Linear mixed-effects models (LMM) are a leading method in conducting genome-wide association studies (GWAS) but require residual maximum likelihood (REML) estimation of variance components, which is computationally demanding. Previous work has reduced the computational burden of variance component estimation by replacing direct matrix operations with iterative and stochastic methods and by employing loose tolerances to limit the number of iterations in the REML optimization procedure. Here, we introduce two novel algorithms, stochastic Lanczos derivative-free REML (SLDF_REML) and Lanczos first-order Monte Carlo REML (L_FOMC_REML), that exploit problem structure via the principle of Krylov subspace shift-invariance to speed computation beyond existing methods. Both novel algorithms only require a single round of computation involving iterative matrix operations, after which their respective objectives can be repeatedly evaluated using vector operations.
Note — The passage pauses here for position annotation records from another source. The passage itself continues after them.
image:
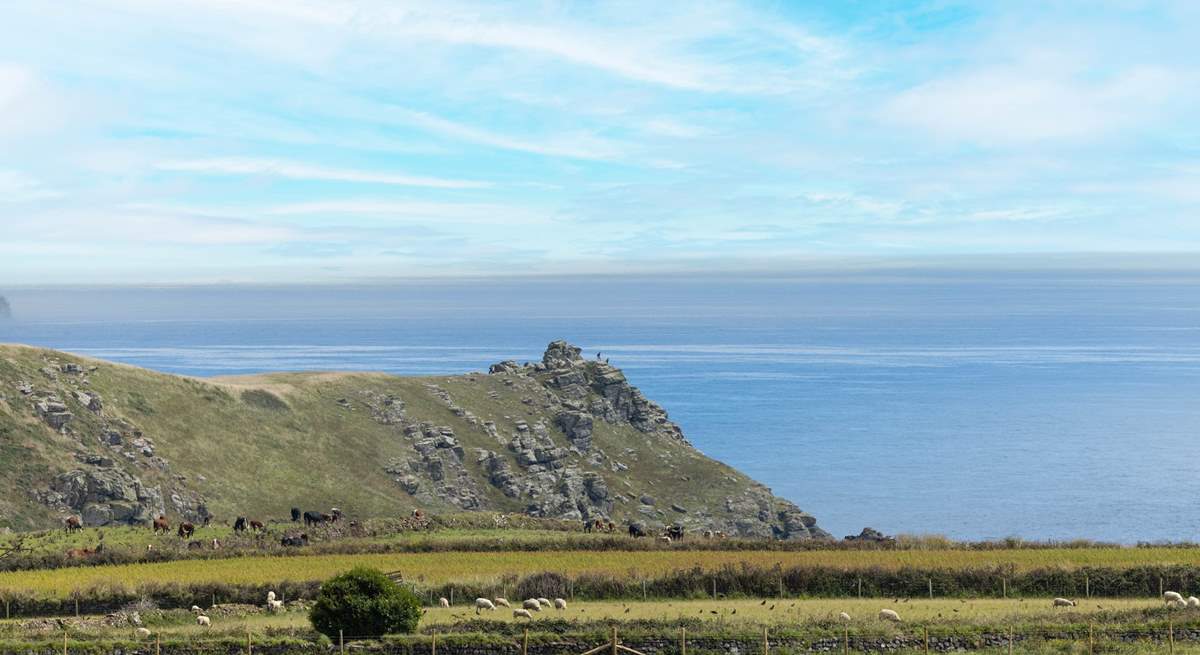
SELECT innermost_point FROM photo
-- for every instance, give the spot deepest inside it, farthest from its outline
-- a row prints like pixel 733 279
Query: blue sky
pixel 286 140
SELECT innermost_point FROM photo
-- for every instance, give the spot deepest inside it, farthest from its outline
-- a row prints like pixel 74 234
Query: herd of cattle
pixel 186 529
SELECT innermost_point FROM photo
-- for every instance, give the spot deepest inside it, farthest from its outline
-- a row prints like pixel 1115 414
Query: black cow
pixel 315 518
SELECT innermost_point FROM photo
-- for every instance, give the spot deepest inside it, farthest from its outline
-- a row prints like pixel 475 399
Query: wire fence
pixel 1078 638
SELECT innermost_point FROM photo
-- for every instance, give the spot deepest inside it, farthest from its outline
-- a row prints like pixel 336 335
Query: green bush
pixel 364 602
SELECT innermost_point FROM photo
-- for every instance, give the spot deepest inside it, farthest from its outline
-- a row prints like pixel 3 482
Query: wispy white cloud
pixel 299 170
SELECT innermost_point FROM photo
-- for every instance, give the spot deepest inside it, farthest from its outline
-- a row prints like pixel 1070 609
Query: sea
pixel 976 404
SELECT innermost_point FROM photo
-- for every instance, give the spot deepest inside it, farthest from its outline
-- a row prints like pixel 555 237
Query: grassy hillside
pixel 117 444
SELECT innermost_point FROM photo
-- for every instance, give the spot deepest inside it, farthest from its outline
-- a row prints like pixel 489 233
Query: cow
pixel 313 518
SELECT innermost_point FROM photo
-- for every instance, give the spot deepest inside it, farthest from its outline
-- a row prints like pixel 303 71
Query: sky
pixel 285 140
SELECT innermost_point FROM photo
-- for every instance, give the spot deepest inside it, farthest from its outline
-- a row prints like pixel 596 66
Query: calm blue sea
pixel 973 404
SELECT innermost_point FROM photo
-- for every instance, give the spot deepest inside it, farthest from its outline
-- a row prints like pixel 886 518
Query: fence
pixel 1085 638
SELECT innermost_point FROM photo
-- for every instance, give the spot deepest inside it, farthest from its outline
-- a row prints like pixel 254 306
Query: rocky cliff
pixel 564 437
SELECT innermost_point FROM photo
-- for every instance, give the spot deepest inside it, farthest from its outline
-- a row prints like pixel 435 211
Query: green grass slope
pixel 118 444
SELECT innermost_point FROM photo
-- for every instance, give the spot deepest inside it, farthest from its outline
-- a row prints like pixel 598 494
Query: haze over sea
pixel 1048 404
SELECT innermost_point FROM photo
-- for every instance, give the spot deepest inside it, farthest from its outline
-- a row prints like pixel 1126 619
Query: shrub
pixel 364 602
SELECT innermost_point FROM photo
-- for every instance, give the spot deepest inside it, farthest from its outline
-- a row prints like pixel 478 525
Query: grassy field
pixel 441 568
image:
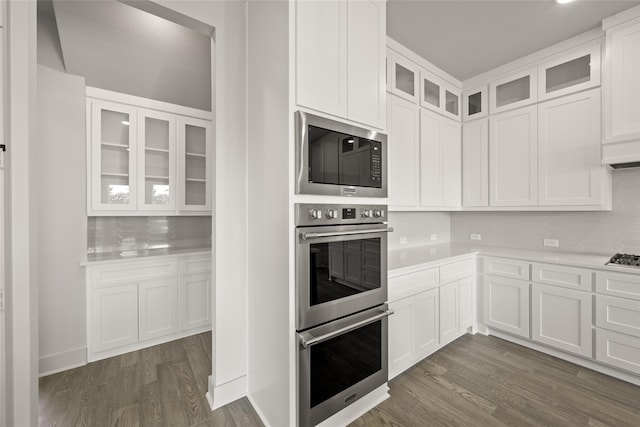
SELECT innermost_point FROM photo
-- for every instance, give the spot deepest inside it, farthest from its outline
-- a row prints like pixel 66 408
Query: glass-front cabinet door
pixel 113 157
pixel 156 161
pixel 194 164
pixel 578 70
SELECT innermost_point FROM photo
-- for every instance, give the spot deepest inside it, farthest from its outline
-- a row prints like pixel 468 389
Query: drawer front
pixel 195 265
pixel 619 350
pixel 507 268
pixel 412 283
pixel 618 314
pixel 618 284
pixel 566 277
pixel 127 272
pixel 457 270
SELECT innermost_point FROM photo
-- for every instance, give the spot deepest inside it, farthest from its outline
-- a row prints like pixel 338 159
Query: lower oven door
pixel 340 270
pixel 340 362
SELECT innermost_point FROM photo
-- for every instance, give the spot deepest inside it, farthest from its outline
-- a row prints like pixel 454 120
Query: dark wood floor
pixel 475 381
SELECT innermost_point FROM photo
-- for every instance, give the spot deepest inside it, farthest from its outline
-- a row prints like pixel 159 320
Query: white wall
pixel 604 233
pixel 58 173
pixel 269 124
pixel 230 218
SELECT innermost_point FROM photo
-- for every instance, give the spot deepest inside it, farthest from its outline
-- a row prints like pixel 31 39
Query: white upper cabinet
pixel 340 59
pixel 513 91
pixel 569 141
pixel 513 148
pixel 475 103
pixel 621 89
pixel 147 161
pixel 404 158
pixel 475 163
pixel 569 72
pixel 113 143
pixel 404 78
pixel 440 161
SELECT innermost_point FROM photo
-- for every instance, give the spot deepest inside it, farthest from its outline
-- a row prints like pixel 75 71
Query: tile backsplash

Further, in contrast to existing stochastic methods, SLDF_REML can exploit precomputed genomic relatedness matrices (GRMs), when available, to further speed computation.
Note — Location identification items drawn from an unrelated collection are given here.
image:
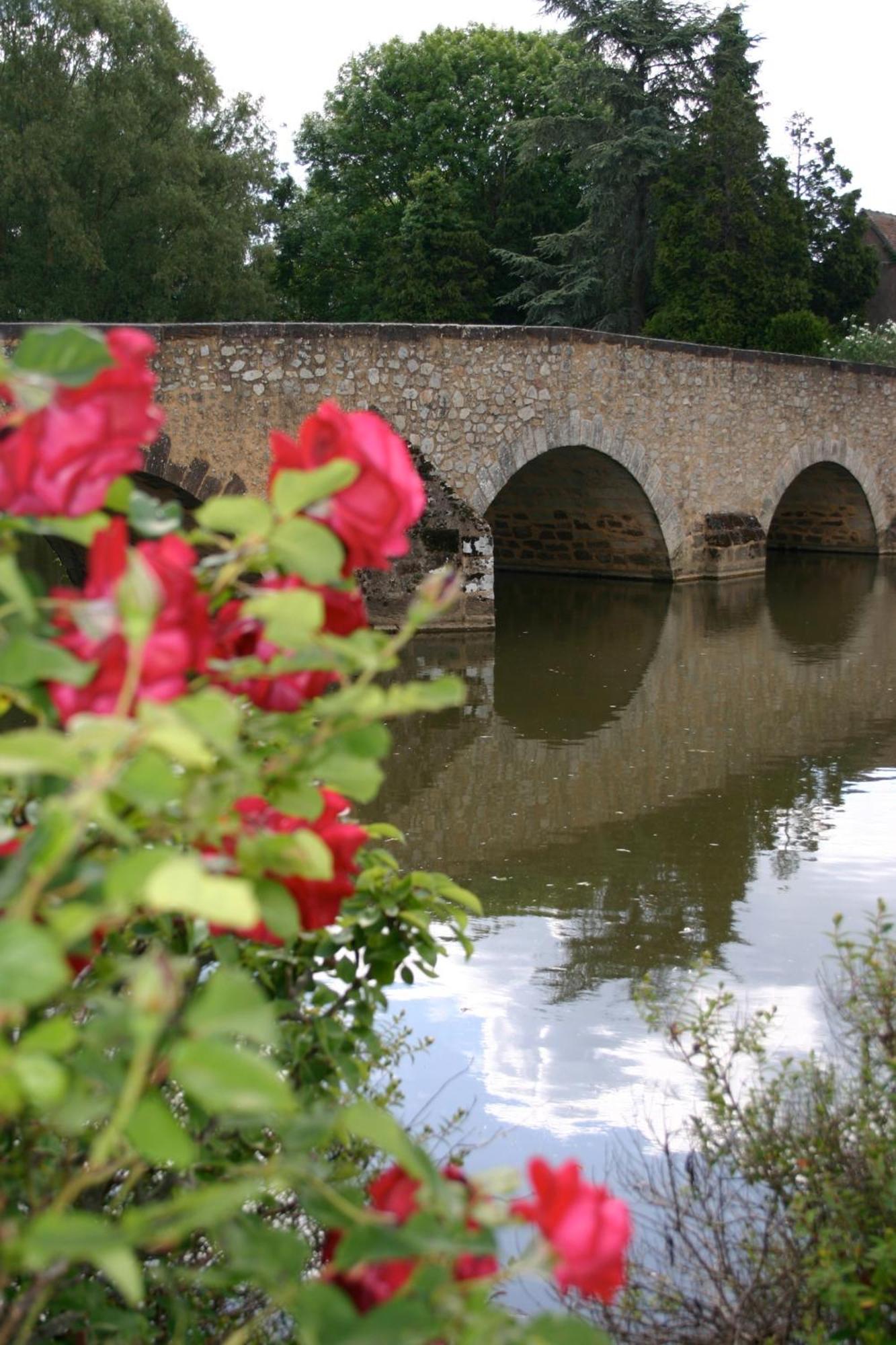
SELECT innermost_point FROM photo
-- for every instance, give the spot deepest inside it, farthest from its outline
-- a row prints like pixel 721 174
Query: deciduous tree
pixel 732 248
pixel 643 61
pixel 413 155
pixel 130 189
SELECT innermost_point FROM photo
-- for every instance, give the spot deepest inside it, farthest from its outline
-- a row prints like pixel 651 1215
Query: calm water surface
pixel 642 775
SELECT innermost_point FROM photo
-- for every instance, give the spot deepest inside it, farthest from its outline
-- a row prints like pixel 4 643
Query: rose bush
pixel 197 938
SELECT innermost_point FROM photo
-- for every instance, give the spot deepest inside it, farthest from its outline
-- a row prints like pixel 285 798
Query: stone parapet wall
pixel 704 434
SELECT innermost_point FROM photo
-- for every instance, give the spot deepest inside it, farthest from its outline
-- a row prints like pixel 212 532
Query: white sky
pixel 831 61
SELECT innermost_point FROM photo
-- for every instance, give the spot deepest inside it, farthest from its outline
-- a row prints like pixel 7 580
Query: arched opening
pixel 576 512
pixel 823 510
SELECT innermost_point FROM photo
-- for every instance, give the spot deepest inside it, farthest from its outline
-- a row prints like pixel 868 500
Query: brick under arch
pixel 823 509
pixel 577 512
pixel 822 482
Results of numerical experiments are congruent with theory and demonstrate that interpreted-language implementations of both algorithms match or exceed existing compiled-language software packages in speed, accuracy, and flexibility.
Both the SLDF_REML and L_FOMC_REML algorithms outperform existing methods for REML estimation of variance components for LMM and are suitable for incorporation into existing GWAS LMM software implementations.
线性混合效应模型(LMM)是进行全基因组关联研究(GWAS)的主要方法,但需要对方差分量进行残差最大似然(REML)估计,这在计算上要求很高。先前的工作通过用迭代和随机方法替代直接矩阵运算,并通过放宽容限来限制 REML 优化过程中的迭代次数,从而降低了方差分量估计的计算负担。在这里,我们引入了两种新的算法,即随机 Lanczos 无导数 REML(SLDF_REML)和 Lanczos 一阶蒙特卡罗 REML(L_FOMC_REML),它们通过 Krylov 子空间平移不变性原理利用问题结构来加速计算,超越了现有方法。这两种新算法都只需要一轮涉及迭代矩阵运算的计算,之后可以使用向量运算重复评估各自的目标。此外,与现有随机方法相比,当可用时,SLDF_REML 可以利用预先计算的基因组亲缘关系矩阵(GRM)进一步加速计算。
数值实验的结果与理论相符,表明这两种算法的解释型语言实现与速度、准确性和灵活性方面都超越了现有的编译型语言软件包。
SLDF_REML 和 L_FOMC_REML 算法都优于现有用于 LMM 的 REML 方差分量估计方法,适合纳入现有的 GWAS LMM 软件实现中。